Le vilain petit canardpage 6 / 10
Vers le soir, il atteignit une pauvre petite cabane de paysan ; elle était si misérable qu'elle ne savait pas de quel côté elle devait tomber, si bien qu'elle restait debout. La tempête faisait tellement rage autour du caneton qu'il dut s'asseoir sur sa queue pour y résister ; et cela devenait de pis en pis ; mais il s'aperçut que la porte avait perdu un de ses gonds, en sorte qu'elle était accrochée de guingois, et que par la fente il pouvait se faufiler dans la cabane c'est ce qu'il fit.
C'était la demeure d'une vieille femme qui vivait avec son chat et sa poule, et le chat, qu'elle appelait Fiston, savait faire gros dos et ronronner, et même il jetait des étincelles, mais pour cela il fallait le caresser à rebrousse-poil ; la poule avait de très petites pattes basses, et pour cette raison s'appelait Kykkeli-courtes pattes elle pondait bien, et la femme l'aimait comme son propre enfant.
Le matin, on vit tout de suite le caneton étranger, et le chat se mit à ronronner et la poule à glousser.
- Qu'y a-t-il ? dit la femme, qui regarda autour d'elle.
Mais elle ne voyait rien, et crut que c'était une cane grasse qui s'était égarée.
- Voilà une bonne prise, dit-elle, je vais avoir des oeufs de cane pourvu que ce ne soit pas un canard ! Enfin, on verra !

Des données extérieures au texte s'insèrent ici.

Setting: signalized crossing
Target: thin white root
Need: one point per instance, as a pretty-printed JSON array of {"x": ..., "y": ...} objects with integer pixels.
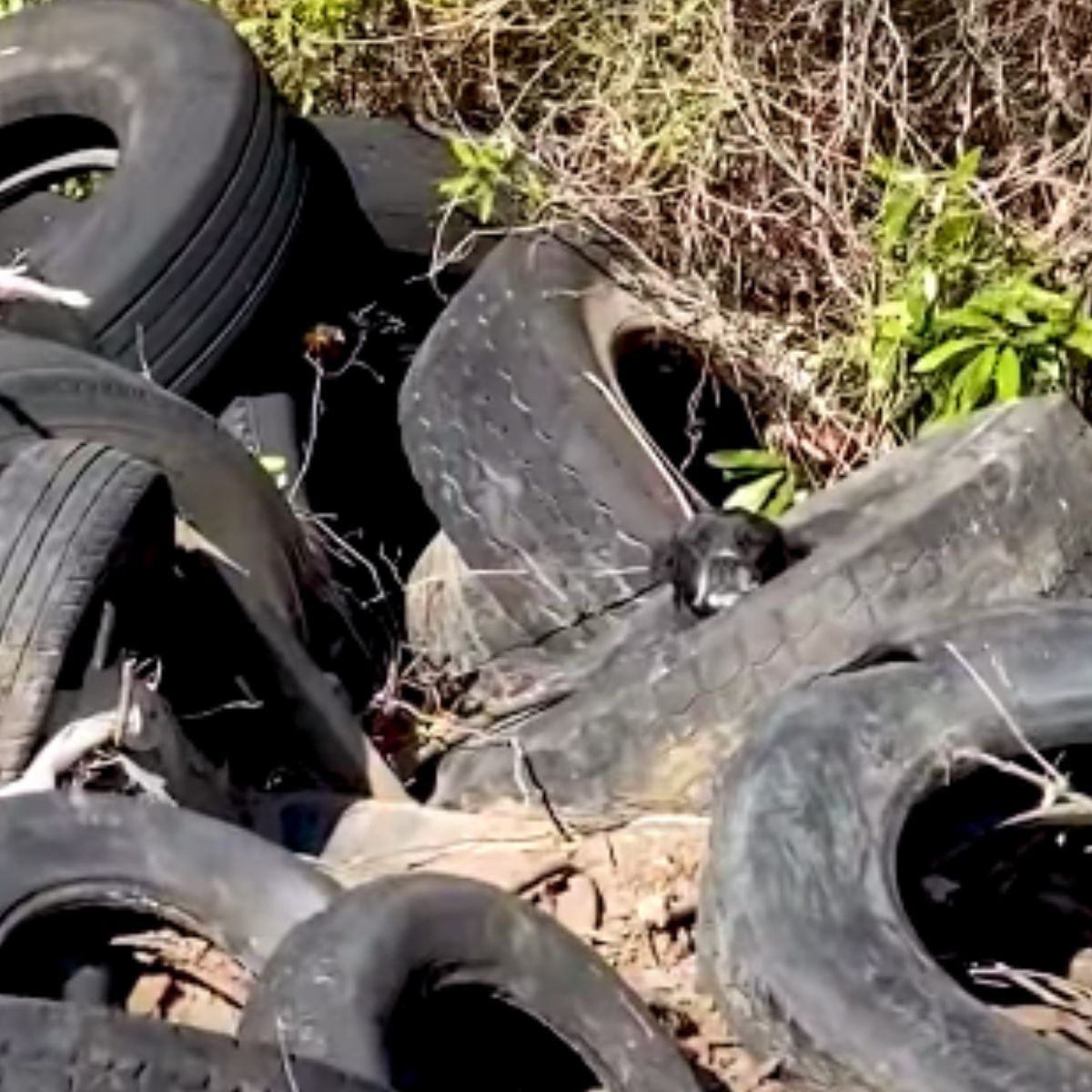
[
  {"x": 15, "y": 285},
  {"x": 74, "y": 743}
]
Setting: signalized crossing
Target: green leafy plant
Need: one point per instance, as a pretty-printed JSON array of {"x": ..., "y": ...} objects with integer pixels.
[
  {"x": 762, "y": 480},
  {"x": 966, "y": 315},
  {"x": 298, "y": 41},
  {"x": 486, "y": 168}
]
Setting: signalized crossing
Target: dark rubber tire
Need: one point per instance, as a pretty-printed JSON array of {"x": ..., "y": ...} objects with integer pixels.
[
  {"x": 805, "y": 936},
  {"x": 518, "y": 450},
  {"x": 336, "y": 986},
  {"x": 191, "y": 232},
  {"x": 46, "y": 1046},
  {"x": 74, "y": 513},
  {"x": 223, "y": 884},
  {"x": 49, "y": 390},
  {"x": 995, "y": 509}
]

Et le canard fut admis pendant trois semaines, pour voir, mais aucun oeuf ne vint. Et le chat était le maître de la maison et la poule la maîtresse, et ils disaient toujours : " Nous et le monde ", car ils croyaient en composer la moitié, et la meilleure. Le caneton pensait que l'on pouvait être d'un autre avis, mais c'était une opinion que la poule n'admettait pas.
- Sais-tu pondre ? demandait-elle.
- Non.
- Alors, tu n'as qu'à te taire.
Et le chat disait :
- Sais-tu faire le gros dos, ronronner, et faire jaillir des étincelles ?
- Non.
- Alors tu n'as rien à dire quand les gens raisonnables parlent.
Et le caneton restait dans son coin, et il était de mauvaise humeur; aussi vint-il à penser au grand air et à l'éclat du soleil ; il eut un singulier désir de nager sur l'eau, il finit par ne pouvoir s'empêcher d'en parler à la poule.